README.md

# Unified Data Structure db scrips

Code, files & db queries for the UDS data-lake on the BDAP linux platform.

**NOTE:** the data are provided separately, due to their size,
preloaded in *eos-dirs* (read section below about Nextcloud mapping).

## 0. Contents

* `build_eea.py` - script to import EEA's files into mongo db
* `example.py` - sample script to query db and extract docs ("rows") to files
* `src/uds4jrc/` - python project to support the scripts, acting as their library
* data from those C4 projects & activities:
  * EEA - vehicle registrations in EU, reported by MSs & packaged by EEA (raw data)
  * Fiat500x - campaign with OBD data from JRC "amateur" drivers - TODO
  * RealWorld (Travelcard, Geco Air, Spritmonitor)
  * ATCT 
  * DICE - TODO
  * commercial vehicle specs - TODO
  * ...

## 1. Installation

> **TIP:** Prefer _Chrome browser_ when logging into BDAP.
>
> _Chrome_ is a much better fit for BDAP's JEODesk service;
> _Firefox_ does not send any of its default keyboard shortcuts to the _Gucamole_-based
> web-page (ie to the terminal or the IDE you run in BDAP).
> For instance, **[Ctrl+U]/[Ctrl+U]** in _firefox_ do not kill chars left/right of the cursor,
> but _"Show page-source"_ & _"Search in address-bar"_ instead, respectively.

1. Read and apply [first-time `git@BDAP` setup instructions](./GIT_SETUP.md).
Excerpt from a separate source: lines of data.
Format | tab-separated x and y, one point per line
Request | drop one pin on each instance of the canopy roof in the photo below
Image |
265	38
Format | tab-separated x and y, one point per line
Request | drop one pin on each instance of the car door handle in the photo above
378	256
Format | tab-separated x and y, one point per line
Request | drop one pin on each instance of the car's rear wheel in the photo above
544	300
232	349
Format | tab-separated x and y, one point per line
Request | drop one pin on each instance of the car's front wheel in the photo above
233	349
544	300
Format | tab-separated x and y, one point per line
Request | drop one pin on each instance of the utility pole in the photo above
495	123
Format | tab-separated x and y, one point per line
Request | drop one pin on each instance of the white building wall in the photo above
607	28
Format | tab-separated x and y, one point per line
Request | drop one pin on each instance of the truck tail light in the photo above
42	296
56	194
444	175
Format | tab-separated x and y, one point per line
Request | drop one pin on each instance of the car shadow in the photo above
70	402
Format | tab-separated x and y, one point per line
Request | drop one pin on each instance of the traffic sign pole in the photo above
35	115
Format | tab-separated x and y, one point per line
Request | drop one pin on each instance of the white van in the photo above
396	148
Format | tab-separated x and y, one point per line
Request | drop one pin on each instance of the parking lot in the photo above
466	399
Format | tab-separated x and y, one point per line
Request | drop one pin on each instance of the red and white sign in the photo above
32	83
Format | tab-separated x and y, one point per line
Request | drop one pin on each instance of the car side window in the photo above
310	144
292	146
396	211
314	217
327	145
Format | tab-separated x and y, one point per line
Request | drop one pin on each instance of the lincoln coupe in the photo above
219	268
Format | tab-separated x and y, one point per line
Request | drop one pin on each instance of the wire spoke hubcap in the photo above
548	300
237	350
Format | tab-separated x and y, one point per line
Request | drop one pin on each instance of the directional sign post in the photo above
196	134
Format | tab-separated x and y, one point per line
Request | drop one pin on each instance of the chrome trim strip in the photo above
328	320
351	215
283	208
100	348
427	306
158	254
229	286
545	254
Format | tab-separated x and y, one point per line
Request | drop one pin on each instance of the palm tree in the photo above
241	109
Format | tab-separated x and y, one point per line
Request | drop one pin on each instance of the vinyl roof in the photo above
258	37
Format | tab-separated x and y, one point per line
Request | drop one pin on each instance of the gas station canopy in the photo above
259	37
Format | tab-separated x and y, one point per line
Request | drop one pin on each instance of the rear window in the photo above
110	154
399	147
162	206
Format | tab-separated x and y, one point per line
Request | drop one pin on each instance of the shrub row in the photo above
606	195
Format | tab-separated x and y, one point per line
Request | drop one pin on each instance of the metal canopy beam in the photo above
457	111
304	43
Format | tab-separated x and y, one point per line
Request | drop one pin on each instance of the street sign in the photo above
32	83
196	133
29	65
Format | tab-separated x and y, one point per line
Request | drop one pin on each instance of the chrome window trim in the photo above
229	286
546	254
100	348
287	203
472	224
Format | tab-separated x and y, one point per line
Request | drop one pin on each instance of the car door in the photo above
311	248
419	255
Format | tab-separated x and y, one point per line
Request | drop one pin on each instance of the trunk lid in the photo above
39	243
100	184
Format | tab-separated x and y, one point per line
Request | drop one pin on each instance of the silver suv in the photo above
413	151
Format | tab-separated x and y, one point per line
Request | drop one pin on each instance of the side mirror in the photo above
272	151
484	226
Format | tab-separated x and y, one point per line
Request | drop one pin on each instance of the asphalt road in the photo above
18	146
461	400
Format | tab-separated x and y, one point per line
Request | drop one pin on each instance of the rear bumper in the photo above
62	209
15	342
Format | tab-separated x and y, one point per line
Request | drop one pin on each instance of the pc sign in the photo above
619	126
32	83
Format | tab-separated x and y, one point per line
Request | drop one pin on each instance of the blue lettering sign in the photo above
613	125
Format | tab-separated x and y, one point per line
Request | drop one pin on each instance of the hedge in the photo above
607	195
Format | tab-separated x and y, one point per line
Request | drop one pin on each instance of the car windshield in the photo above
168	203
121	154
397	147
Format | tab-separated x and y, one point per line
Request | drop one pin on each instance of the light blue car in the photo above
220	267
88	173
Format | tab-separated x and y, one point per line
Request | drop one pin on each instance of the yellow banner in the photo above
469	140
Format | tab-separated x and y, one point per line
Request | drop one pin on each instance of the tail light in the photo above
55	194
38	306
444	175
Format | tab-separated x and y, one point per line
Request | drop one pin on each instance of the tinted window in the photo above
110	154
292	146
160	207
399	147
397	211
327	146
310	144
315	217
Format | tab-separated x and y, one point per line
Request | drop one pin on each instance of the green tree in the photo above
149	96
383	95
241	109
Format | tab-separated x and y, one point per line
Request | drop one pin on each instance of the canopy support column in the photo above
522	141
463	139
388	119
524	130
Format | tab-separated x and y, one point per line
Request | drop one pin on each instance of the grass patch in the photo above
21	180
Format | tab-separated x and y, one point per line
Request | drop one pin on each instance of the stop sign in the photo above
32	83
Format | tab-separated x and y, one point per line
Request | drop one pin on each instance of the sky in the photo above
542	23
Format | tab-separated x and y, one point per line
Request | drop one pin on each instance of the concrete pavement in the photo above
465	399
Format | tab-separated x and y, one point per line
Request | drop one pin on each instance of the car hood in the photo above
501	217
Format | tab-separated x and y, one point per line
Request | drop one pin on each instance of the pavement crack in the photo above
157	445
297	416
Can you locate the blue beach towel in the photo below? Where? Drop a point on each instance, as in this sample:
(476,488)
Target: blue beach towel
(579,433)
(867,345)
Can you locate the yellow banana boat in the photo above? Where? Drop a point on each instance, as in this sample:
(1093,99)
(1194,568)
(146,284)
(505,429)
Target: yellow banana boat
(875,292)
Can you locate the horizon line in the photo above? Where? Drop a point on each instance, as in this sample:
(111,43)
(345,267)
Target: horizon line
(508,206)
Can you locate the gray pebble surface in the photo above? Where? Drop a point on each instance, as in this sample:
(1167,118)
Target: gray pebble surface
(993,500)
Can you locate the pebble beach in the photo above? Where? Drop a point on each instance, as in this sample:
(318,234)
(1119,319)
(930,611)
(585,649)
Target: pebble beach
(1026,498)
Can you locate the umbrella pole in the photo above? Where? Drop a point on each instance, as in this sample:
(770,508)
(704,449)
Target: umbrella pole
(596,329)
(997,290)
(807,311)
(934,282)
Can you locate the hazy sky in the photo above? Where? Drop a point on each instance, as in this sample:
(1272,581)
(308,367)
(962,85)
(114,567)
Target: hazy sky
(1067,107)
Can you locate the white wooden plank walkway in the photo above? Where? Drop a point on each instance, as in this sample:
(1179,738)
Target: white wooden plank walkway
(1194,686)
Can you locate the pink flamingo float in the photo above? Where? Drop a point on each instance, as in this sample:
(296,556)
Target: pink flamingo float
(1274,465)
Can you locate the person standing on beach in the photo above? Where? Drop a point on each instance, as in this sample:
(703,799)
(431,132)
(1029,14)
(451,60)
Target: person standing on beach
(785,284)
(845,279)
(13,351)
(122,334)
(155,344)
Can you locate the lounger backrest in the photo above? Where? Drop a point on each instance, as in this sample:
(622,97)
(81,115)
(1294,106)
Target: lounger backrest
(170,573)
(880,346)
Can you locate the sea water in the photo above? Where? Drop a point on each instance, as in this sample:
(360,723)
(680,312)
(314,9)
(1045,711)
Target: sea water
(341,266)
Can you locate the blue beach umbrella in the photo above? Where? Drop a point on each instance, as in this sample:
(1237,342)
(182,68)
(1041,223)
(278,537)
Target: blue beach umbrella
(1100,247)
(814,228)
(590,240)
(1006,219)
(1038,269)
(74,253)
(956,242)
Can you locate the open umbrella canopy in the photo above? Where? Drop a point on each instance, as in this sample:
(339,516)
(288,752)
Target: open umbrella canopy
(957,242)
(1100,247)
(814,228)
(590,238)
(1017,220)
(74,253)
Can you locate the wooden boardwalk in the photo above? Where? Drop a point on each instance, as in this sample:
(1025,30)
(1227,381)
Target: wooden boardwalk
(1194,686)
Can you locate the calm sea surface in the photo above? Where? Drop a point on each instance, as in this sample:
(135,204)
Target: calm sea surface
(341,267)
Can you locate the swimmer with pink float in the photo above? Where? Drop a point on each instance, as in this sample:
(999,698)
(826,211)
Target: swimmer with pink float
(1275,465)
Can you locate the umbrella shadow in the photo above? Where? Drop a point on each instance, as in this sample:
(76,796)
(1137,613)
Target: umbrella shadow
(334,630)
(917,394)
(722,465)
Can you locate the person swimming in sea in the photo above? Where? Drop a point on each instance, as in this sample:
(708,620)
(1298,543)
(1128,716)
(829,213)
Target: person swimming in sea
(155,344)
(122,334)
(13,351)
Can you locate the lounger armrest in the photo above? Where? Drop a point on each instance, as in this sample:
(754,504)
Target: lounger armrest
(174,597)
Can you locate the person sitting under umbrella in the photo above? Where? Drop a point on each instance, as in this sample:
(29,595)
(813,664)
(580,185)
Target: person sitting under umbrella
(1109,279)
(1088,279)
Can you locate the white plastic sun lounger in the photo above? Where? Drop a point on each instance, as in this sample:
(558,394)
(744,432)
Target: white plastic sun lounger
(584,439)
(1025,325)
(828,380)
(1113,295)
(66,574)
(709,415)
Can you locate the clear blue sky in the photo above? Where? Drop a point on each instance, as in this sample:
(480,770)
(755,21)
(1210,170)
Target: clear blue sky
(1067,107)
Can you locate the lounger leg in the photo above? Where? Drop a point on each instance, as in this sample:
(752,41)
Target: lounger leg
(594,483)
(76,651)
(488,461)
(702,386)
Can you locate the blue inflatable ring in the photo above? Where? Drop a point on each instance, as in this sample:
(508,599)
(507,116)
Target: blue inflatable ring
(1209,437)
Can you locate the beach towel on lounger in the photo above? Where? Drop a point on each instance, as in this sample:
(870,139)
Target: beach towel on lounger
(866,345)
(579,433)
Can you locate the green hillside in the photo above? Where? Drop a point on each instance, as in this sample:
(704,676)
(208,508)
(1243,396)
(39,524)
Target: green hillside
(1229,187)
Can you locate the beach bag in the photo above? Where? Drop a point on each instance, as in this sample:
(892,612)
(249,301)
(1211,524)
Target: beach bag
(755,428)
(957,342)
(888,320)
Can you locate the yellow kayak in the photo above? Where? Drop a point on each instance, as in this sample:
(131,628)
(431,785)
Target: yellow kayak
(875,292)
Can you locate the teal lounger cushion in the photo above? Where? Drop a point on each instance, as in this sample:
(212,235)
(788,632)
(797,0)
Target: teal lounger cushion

2. Clone this repo inside your **home dir** (`/home/$USER`):

   ```bash
   cd ~
   git clone https://jeodpp.jrc.ec.europa.eu/apps/gitlab/use_cases/legent/uds-scripts.git/ \
        && cd uds-scripts
   ```

3. Run the `setup-account.sh` script to setup your BDAP linux account for the first time,
   and create a new conda-environment to install the project:

   ```bash
   ./setup-account.sh all
   ```

   > **NOTE:** the command will modify your BDAP's rc-files to offer:
   > - searching terminal history with UP arrow,
   > - autocompletion for `git` & `conda` commands,
   > - bash & ipython aliases & variables to *eos-dirs*,
   > - prepare your `git` identity, for when committing.
   >
   > It's better that you logout and re-login, to pick up the changes,
   > but this is not a hard requirement for the next steps.
   >
   > If everything went as planned, the 2nd command is just `conda activate ./env`

4. Activate the created *conda-env*:

   ```bash
   conda activate ./env
   ```

   > **TIP:** you would have to re-issue this command every time you start a new login session or a new bash shell is launched.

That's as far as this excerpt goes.